Digital systems may contain sensitive information that can be effectively protected through cryptographic algorithms, usually implemented in software on an embedded microprocessor. Such implementations, however, might be vulnerable to attacks that aim at extracting this sensitive information, in particular when these attacks do not require years of computations to break an algorithm, and here, physical attacks can take place. Fault injection is an effective physical attack, belonging to the family of active attacks. In this setting, the attacker has physical access to the digital device or its surrounding environment, and will try to change the normal behavior of the device by injecting one or more faults, then observing the erroneous behavior. The resulting fault or faults may lead to an interesting behavior that could be further exploited as a vulnerability.

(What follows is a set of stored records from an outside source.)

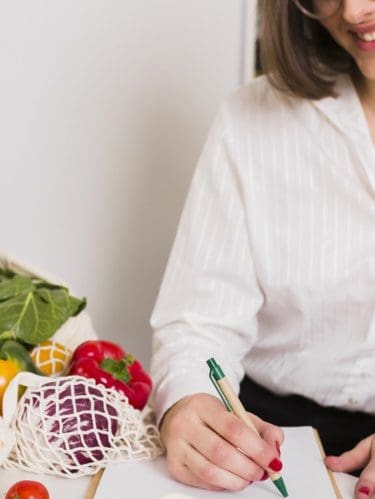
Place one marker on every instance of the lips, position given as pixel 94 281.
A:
pixel 364 38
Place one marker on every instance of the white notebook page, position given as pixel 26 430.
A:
pixel 304 474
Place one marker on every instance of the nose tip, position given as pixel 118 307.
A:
pixel 357 11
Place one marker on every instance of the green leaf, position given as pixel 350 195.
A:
pixel 118 369
pixel 35 314
pixel 15 286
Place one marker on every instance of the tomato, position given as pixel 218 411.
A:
pixel 27 489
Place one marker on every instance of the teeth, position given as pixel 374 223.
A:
pixel 366 37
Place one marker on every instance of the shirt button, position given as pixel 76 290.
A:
pixel 353 401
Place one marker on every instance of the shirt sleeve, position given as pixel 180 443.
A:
pixel 209 296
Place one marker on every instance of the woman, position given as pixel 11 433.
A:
pixel 273 270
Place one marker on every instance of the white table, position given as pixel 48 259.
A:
pixel 76 488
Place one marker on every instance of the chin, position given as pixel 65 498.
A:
pixel 367 71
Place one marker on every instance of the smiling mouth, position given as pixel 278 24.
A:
pixel 365 37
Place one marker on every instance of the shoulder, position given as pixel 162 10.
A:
pixel 259 104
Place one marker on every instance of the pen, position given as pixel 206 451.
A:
pixel 233 404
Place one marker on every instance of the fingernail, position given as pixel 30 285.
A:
pixel 364 490
pixel 275 464
pixel 277 445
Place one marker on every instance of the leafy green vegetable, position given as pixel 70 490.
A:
pixel 32 310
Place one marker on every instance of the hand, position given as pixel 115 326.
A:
pixel 211 448
pixel 362 456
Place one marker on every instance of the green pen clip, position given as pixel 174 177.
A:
pixel 216 373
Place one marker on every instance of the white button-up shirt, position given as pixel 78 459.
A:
pixel 273 268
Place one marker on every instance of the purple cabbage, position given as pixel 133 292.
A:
pixel 77 419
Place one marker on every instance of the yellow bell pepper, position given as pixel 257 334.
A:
pixel 51 357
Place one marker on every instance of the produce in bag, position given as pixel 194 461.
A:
pixel 108 364
pixel 51 357
pixel 14 358
pixel 69 426
pixel 31 309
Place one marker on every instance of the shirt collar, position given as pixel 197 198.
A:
pixel 345 112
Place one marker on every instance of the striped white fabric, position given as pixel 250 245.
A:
pixel 273 268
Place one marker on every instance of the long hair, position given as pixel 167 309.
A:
pixel 298 55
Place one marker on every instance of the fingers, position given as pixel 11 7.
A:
pixel 351 460
pixel 361 456
pixel 209 447
pixel 261 449
pixel 222 453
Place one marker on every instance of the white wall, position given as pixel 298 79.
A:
pixel 104 107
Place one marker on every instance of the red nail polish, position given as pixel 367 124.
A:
pixel 275 464
pixel 364 490
pixel 277 445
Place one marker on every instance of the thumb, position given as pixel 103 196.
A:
pixel 272 434
pixel 356 458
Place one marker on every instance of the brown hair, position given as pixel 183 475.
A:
pixel 298 55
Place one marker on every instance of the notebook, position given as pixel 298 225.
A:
pixel 304 474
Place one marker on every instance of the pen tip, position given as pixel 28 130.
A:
pixel 281 486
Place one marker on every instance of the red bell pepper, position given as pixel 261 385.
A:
pixel 109 365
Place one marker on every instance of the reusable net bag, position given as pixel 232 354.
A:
pixel 70 427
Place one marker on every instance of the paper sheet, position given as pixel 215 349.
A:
pixel 304 474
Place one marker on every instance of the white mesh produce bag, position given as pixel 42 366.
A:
pixel 69 426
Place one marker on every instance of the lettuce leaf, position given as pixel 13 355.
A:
pixel 32 310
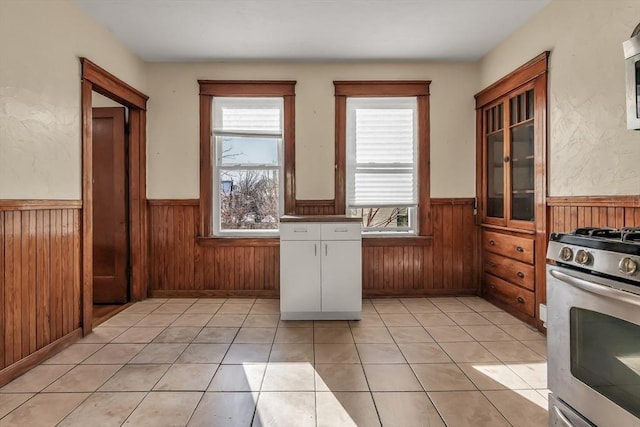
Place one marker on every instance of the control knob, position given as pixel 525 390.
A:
pixel 583 257
pixel 566 254
pixel 627 266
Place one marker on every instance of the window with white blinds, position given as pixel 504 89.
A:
pixel 247 184
pixel 381 152
pixel 381 177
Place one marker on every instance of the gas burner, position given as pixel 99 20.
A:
pixel 625 234
pixel 607 251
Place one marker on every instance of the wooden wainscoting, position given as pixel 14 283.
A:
pixel 181 264
pixel 315 207
pixel 39 280
pixel 445 264
pixel 568 213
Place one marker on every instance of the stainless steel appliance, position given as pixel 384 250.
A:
pixel 632 69
pixel 593 335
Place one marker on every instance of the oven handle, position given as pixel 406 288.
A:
pixel 602 290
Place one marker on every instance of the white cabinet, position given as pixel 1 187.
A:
pixel 320 270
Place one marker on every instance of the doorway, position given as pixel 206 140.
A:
pixel 110 209
pixel 114 211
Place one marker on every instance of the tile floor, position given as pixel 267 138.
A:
pixel 233 362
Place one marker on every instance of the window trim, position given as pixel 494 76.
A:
pixel 248 88
pixel 379 89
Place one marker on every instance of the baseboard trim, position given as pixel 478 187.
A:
pixel 212 293
pixel 415 293
pixel 23 365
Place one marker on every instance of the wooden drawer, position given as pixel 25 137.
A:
pixel 341 231
pixel 515 296
pixel 299 231
pixel 519 248
pixel 511 270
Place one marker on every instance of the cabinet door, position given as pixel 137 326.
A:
pixel 300 276
pixel 494 179
pixel 341 276
pixel 522 159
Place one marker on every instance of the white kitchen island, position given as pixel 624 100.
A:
pixel 320 267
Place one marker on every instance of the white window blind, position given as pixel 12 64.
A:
pixel 247 184
pixel 382 152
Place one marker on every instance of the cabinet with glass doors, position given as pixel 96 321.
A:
pixel 511 132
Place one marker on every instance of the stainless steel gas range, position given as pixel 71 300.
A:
pixel 593 327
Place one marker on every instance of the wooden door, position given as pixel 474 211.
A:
pixel 110 210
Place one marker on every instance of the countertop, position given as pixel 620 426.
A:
pixel 320 218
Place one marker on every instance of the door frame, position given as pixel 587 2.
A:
pixel 95 78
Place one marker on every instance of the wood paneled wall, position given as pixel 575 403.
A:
pixel 39 276
pixel 179 265
pixel 444 264
pixel 182 264
pixel 568 213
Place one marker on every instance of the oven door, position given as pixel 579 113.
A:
pixel 594 347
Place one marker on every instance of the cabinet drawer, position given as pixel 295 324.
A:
pixel 299 231
pixel 519 248
pixel 511 270
pixel 515 296
pixel 341 231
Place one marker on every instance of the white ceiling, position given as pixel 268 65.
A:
pixel 209 30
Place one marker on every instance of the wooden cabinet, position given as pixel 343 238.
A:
pixel 511 188
pixel 320 270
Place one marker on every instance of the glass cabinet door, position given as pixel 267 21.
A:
pixel 494 137
pixel 522 170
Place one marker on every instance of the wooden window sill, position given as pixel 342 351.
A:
pixel 237 241
pixel 397 241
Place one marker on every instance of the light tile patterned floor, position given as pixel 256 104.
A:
pixel 232 362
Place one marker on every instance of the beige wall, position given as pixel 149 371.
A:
pixel 173 138
pixel 590 150
pixel 40 42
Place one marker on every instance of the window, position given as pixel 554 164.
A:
pixel 246 175
pixel 381 163
pixel 247 146
pixel 382 129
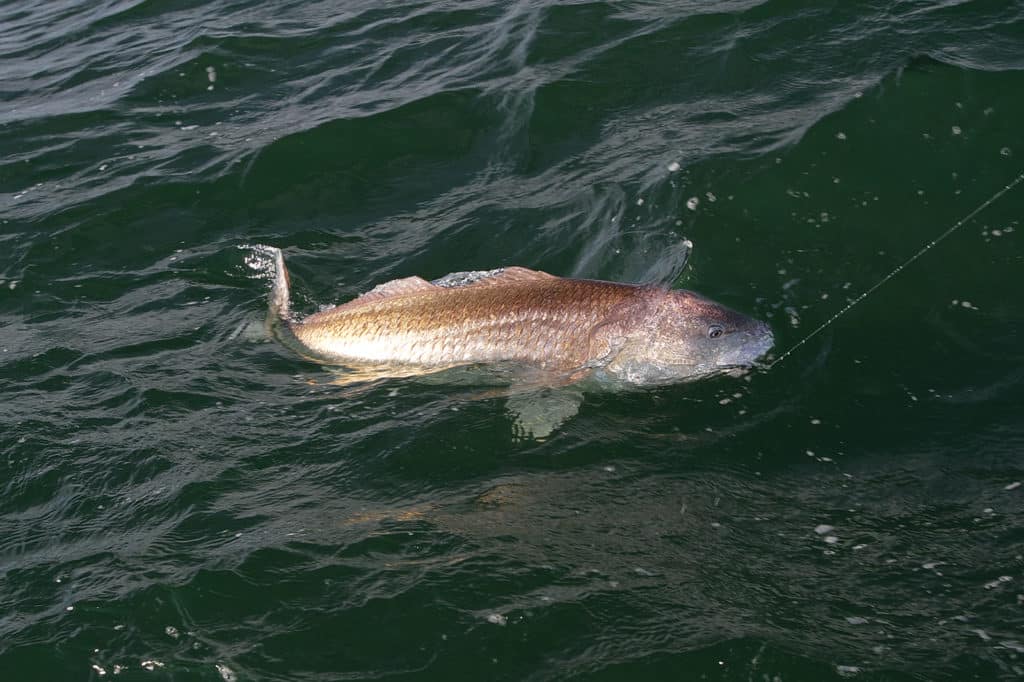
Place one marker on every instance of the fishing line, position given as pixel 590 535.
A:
pixel 899 268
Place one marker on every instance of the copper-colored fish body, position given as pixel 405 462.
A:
pixel 517 315
pixel 636 334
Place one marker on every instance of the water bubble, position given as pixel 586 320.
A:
pixel 226 674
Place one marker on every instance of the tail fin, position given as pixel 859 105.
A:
pixel 280 306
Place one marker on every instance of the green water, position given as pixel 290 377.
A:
pixel 184 500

Several research studies have been conducted to characterize the faults at the instruction set architecture (ISA) level to propose usable fault models, which are the abstract  representations of the underlying physical phenomena: in order to build efficient countermeasures against fault attacks, realistic fault models are required. The choice of ISA level is due to the fact that this can be considered as the focal point for bringing high (software) and low (hardware) levels of abstraction together. The majority of the proposed fault models, in fact, describe the effects on the instruction itself : for this reason, instruction skip and instruction corruption are the most used models. All these works described the instruction corruption with respect to the targeted instruction itself, without taking into consideration any additional constraints. And most importantly, several observed effects still remained unexplained.

We believe that this work can explain the rationale behind several of the inferred fault models in previous works, and also help in explaining most of the unexplained faulty behaviors. To our knowledge, there is no research that takes into consideration whether the targeted ISA supports variable-length instructions or not, nor uses this knowledge to explain the obtained results. In particular, they never consider whether the instruction bits fetched from the memory are corresponding to complete instructions or not, as the fetch size is always fixed while the ISA maysupport variable-length instructions. How such information can be exploited in a security application, or taken into account when designing countermeasures has never been discussed either.
In this presentation, we present two new inferred fault models: skip 32 bits, and skip & repeat 32 bits that are applied on the encoding of the instructions. These two models allow us to explain a wide range of the obtained faulty behaviors at the ISA level,regardless of the targeted instructions. This allows providing proper characterization for the effects of the observed faulty behaviors. Also, we show how the faulty behaviors will differ depending on the alignment of the code in memory. In other words, the difference relies on the fact of whether the fetched 32 bits correspond to the same instruction or not. Finally, we provide various examples to violate a predefined security property in a specific program by exploiting the obtained results.